Ma sœur et moi avons eu la chance d'être désirées en tant que filles, même si les raisons étaient ambiguës. Il était hors de question pour ma mère d'élever ses enfants dans la Tradition, ce qui signifiait que si mes parents mettaient au monde un garçon, il ne serait pas circoncis… sacrilège impardonnable qui aurait peut-être éloigné définitivement ma mère de ses parents. Heureusement, les petites filles juives n'ont pas d'alliance à sceller avec Dieu.
Ma sœur et moi avons été élevées dans l'idée que nous avions les mêmes droits que n'importe quel garçon et que nous étions totalement libres de nos choix de vie. J'ai longtemps cru que le combat féministe n'avait de sens que pour la génération de ma mère. Toutes les opportunités nous étaient ouvertes, à condition qu'on veuille bien aller les prendre. L'éducation ''féministe'' donnée ma mère m'a rendue aveugle au sexisme… ça m'a protégée. La fois où mon grand-père maternel m'a dit : « une fille ne peut pas être plus intelligente qu'un garçon », je l'ai pris pour un imbécile. Je devais avoir dix ans.
Initiation
Quand j'ai eu huit ans ou dix ans, j'ai entendu une nouvelle à la télévision qui m'a intriguée : une championne olympique de course à pied avait été déclarée être finalement un homme. Elle, enfin il, s'appellerait désormais Erik et non plus Erika et devrait rendre sa médaille. Etonnée, je suis allée demander à ma mère le sens de cette information. Elle m'a expliqué pour mon plus grand émerveillement que certaines personnes naissent avec les deux sexes à la fois et qu'il est impossible de déterminer s'ils sont homme ou femme. Devant mon air ravi, ma mère a jugé bon de préciser que les personnes qui ont le malheur de naître avec deux sexes en souffrent beaucoup. Cette remarque m'a déçue. Ces gens qui ont la chance de pouvoir choisir leur sexe et d'en changer à leur guise, n'en profitent même pas ! Moi, je trouve cette singularité fantastique et je constate qu'il est particulièrement ingénieux de s'appeler Erika dans ce cas, pour pouvoir masculiniser aisément son nom en cas de besoin.
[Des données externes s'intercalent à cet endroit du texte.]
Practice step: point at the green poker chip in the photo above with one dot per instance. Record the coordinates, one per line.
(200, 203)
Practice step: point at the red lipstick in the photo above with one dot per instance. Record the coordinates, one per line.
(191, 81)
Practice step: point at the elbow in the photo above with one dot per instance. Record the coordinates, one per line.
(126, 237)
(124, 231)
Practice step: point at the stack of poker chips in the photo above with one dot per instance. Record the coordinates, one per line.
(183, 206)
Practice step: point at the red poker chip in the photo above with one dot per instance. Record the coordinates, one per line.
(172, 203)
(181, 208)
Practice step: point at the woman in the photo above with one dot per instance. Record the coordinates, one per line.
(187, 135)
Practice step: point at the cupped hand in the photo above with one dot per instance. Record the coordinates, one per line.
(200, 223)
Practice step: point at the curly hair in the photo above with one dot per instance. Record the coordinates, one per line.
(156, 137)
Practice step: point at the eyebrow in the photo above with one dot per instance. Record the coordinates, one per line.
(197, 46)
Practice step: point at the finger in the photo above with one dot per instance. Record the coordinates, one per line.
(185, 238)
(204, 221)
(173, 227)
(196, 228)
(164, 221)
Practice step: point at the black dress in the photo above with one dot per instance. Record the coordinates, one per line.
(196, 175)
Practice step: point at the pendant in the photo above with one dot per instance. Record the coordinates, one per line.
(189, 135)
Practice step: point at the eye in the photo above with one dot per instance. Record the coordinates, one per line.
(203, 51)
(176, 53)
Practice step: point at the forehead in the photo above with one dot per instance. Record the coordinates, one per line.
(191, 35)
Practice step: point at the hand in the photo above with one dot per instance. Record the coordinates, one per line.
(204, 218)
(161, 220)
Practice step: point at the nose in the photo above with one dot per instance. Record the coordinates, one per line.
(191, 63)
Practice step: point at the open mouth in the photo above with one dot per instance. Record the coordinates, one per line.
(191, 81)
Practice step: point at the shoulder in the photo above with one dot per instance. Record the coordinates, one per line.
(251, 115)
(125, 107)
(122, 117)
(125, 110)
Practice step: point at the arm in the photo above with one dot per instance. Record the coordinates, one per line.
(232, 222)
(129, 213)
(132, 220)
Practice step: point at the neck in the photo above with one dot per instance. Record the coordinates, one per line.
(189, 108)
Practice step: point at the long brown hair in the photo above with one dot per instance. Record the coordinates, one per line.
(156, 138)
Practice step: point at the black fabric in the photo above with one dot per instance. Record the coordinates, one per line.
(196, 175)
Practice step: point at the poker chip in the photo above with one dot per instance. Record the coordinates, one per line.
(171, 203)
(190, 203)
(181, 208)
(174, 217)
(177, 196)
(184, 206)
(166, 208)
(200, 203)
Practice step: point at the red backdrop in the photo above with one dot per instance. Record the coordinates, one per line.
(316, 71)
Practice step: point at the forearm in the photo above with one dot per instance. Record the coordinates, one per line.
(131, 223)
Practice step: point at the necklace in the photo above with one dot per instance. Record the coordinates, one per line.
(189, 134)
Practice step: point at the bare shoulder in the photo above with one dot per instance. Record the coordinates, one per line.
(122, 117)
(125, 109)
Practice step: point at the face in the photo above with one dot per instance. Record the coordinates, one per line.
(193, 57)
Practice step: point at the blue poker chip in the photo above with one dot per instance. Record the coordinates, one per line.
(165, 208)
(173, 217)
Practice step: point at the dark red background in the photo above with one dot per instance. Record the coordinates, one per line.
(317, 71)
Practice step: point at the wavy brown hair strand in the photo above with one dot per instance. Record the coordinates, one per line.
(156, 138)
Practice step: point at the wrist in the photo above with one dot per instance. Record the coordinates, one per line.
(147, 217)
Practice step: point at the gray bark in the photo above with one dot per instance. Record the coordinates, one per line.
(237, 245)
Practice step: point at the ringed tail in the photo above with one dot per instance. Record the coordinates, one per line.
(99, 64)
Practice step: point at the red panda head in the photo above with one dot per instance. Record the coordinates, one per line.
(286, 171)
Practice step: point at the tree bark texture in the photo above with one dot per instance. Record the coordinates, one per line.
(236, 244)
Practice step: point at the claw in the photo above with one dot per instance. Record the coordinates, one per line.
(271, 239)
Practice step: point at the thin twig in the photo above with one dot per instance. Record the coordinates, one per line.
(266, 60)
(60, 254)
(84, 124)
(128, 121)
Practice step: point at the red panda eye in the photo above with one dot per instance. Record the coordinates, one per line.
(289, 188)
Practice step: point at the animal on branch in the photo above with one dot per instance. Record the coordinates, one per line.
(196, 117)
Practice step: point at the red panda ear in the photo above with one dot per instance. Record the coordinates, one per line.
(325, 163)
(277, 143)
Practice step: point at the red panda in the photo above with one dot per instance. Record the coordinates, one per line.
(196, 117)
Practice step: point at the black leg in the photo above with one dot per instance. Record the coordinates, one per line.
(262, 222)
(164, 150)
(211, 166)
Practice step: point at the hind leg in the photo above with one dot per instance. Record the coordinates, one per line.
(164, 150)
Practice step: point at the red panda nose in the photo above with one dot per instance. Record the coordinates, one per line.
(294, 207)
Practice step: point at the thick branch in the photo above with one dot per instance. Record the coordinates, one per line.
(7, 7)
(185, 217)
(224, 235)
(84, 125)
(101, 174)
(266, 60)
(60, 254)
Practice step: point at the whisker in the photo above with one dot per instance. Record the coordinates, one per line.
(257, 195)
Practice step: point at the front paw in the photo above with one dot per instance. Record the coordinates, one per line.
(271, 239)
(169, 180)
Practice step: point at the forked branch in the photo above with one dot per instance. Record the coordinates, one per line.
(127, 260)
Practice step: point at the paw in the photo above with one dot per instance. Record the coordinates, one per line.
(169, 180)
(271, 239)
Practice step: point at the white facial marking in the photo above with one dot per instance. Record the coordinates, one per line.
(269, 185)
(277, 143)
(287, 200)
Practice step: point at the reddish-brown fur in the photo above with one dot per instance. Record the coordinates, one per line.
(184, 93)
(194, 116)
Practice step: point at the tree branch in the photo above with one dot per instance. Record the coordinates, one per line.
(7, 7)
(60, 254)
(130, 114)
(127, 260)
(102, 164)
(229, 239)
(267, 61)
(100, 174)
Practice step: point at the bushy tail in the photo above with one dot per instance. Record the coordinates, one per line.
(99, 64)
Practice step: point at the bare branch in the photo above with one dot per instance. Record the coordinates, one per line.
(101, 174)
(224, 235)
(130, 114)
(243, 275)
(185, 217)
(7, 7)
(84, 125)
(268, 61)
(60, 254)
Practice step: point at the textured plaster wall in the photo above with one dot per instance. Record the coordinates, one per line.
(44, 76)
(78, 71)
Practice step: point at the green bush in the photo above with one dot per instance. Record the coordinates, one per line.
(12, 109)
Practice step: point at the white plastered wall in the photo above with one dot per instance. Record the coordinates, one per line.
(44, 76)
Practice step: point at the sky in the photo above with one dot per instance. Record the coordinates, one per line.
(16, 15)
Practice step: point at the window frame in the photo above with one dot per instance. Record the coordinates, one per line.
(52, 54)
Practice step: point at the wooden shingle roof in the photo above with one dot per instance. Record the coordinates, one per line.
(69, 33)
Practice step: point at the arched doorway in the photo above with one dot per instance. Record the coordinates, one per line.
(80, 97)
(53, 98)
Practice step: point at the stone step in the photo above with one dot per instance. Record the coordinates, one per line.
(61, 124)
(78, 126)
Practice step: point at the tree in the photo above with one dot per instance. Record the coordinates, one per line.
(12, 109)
Environ 20 ans plus tard, mon mari et moi aurons une petite fille pour laquelle je choisirai sciemment un prénom non androgyne.
En 2000, les tests relatifs au sexe sur les joueurs olympiques ont été supprimés : les résultats étaient trop souvent ambigus.
Ma carrière en marche
Ma sœur et moi avons fait des études scientifiques. Elle est devenue ingénieure en biochimie à une époque où ce n'était pas très à la mode pour une fille. Je suis devenue informaticienne scientifique. Je ne me suis jamais considérée comme un garçon manqué… Mais étais-je un garçon manquant ?
Petite, ma mère m'a donné le goût de la lecture et a encouragé mon goût pour l'écriture que j'avais contracté en classe Freinet. Aujourd'hui, je tente de poursuivre la dynastie : grand-mère institutrice, mère institutrice puis professeure de collège, moi formatrice puis, je l'espère, enseignante-chercheuse.
Mon père m'a emmenée bricoler avec lui. Comme il était électricien et daltonien, je lui lisais les couleurs sur les résistances. Perchée sur un tabouret dans son atelier, je le regardais souder, trier des composants, construire son poste de radioamateur… Je lui ai fait réviser le code morse pour son examen. Agent EDF, il m'a souvent emmené à son travail, voir les pylônes, les transformateurs de plusieurs tonnes, les tableaux de commandes. L'électricité était pour moi un élément familier, dangereux mais qui ne me faisait pas peur : pendant les orages, je me mettais à la fenêtre pour voir les pylônes s'allumer à cause des surtensions. J'étais fascinée par le pouvoir qu'on avait dans la salle principale du poste EDF. Il suffisait de tourner un commutateur et hop, tout le nord des Ardennes était sans électricité. On en basculait un autre et la ville de Reims était privée de courant.
Continuité
Je sais tricoter et je sais souder. Je sais faire des pompons et du tricotin. Je connais encore le code couleur des résistances et la plupart des lettres en morse. Ces capacités m'assurent à l'occasion un certain succès en société. Bien qu'étant une fille, je n'ai visiblement pas une tête à savoir tricoter. Puisque je suis une fille, on se demande comment j'en suis venue à savoir souder.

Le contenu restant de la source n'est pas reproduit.